When I was a teenager people always said I looked older than I was. When I was 12 or 13 they thought I was 15 or 16. I guess I just hit puberty rather early, which set the whole looking older thing in motion. It did not last very long though.
At some point I stopped looking older and maybe I even stopped aging altogether. Ok that is not exactly true, but I do know that from the moment my age went past 21 people started thinking I was younger.
I have a sister who is three years younger than me and most people used to think she is the eldest. I always found that quite embarrassing, especially because people treat you differently when they think you are younger than you are.
Hell, they even treat me differently depending on my hair colour. I’m a blonde but I usually dye my hair brown and believe it or not whenever I am blonde people act differently around me. They think I am dumber and guys hit on me more. Weird.
Anyways, these days I still look much younger than I am. I’m 31 but most people think I am somewhere in my mid twenties. That serves me fine, especially if this keeps up and they will still think I’m much younger when I’m 40 or 50.
However, the other day I had my haircut slightly shorter than I usually have it and that was a really really bad idea. I think I look like I’m 12! Ok no one would actually think that I am 12, but I might pass for 21 or under 21 even.
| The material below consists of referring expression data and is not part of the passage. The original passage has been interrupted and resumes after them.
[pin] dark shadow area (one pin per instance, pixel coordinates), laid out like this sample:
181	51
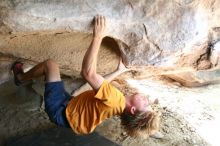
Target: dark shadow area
60	137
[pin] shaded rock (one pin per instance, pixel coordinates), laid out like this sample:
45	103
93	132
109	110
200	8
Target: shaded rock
148	32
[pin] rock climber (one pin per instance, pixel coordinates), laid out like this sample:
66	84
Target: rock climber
87	110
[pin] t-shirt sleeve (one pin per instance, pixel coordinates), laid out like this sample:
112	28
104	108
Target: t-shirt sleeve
110	95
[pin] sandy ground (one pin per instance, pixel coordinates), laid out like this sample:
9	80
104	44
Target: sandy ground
190	117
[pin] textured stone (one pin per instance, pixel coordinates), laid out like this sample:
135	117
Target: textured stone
174	34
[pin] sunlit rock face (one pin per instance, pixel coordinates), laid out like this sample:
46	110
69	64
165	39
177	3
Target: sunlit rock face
165	34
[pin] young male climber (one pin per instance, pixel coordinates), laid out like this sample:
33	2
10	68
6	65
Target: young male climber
87	110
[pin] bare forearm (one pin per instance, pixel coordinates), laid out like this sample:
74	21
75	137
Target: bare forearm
90	58
111	76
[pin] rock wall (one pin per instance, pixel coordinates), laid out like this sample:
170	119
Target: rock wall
174	34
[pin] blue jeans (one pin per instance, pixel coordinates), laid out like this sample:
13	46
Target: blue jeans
56	99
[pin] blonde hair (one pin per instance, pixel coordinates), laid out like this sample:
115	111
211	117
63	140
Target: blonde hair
140	122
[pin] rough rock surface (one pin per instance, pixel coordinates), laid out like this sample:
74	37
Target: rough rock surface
178	40
159	33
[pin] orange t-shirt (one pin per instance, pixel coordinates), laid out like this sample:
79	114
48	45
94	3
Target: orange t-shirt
85	111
I hate it. I do not care about age or I like to think that I do not, but secretly I am an ageist at heart. I am kind of prejudiced against young people, in the sense that I do not threat college age people the same way as I do anyone older than that.
Therefore the thought of anyone thinking I belong in that age range is simply horrible. Is there anything one can do against a baby face? I know it helps to dress a certain way, everyone always thinks I’m older whenever I wear a suit.
I know this isn’t really all that important, but still it bothers me. I’ve just started a new job and I do not want everyone to wonder what that kid is doing at their workplace. I want to be taken seriously.